🔍 Solana Forensic Analysis & Anomaly Detection: The Upbit Incident Case Study

솔라나 온체인 포렌식 및 GNN 기반 이상 거래 탐지(FDS): 2025 업비트 해킹 사태 분석

Disclaimer: This project is for educational and research purposes only. The analysis is based on publicly available data and specific assumptions regarding the Upbit Security Notice. It does not represent absolute factual verification of specific entities or internal data.

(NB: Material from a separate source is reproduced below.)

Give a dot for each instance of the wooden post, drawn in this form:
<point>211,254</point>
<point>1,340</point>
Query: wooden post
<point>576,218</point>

법적 고지: 본 프로젝트는 교육 및 연구 목적으로 작성되었습니다. 모든 분석은 업비트 공지사항 등 공개된 데이터와 논리적 가정에 기반하였으며, 특정 주체에 대한 절대적 사실 확인을 의미하지 않습니다.

📂 Project Structure

├── 01_fetch_prices.py       # Historical price snapshots (Coingecko API)
├── 02_identify_victims.py   # Heuristic victim identification (IoC Reverse Tracking)
├── 03_generate_report.py    # Forensic visualization & Label generation
├── 04_collect_data.py       # High-volume on-chain data collection (Helius RPC)
├── 05_preprocess_features.py# Graph feature extraction (Temporal & Rolling stats)
├── 06_train_autoencoder.py  # Baseline Model (Tabular)
├── 07_train_gnn.py          # Proposed Model (Graph Neural Network)
├── config.py                # Hyperparameters & Time-split configuration
├── hacker_loader.py         # Upbit IoC parser
├── plots/                   # Evaluation artifacts (t-SNE, ROC, etc.)
└── forensic_reports/        # Attack timeline analysis

🇺🇸 English Description

1. Project Overview

This project implements an End-to-End Forensic Analysis & Anomaly Detection Pipeline targeting the Solana-based security incident occurred on November 27, 2025.

By reconstructing the transaction graph from the initial hacking phase, this project compares a baseline AutoEncoder with a proposed Graph Neural Network (GNN) model. The goal is to demonstrate how structural learning (Topology) significantly improves detection accuracy and reduces false positives in crypto-money laundering scenarios compared to traditional tabular methods.

2. Forensic Analysis & EDA

Before modeling, a forensic analysis was conducted to understand the attack vector.

2.1 Attack Timeline

Observation: The attack was highly concentrated within a 15-minute window (19:42 UTC - 19:55 UTC).
Insight: High-frequency automated transfers suggest the need for Temporal Features (e.g., Time-delta between txs) rather than just volume-based features.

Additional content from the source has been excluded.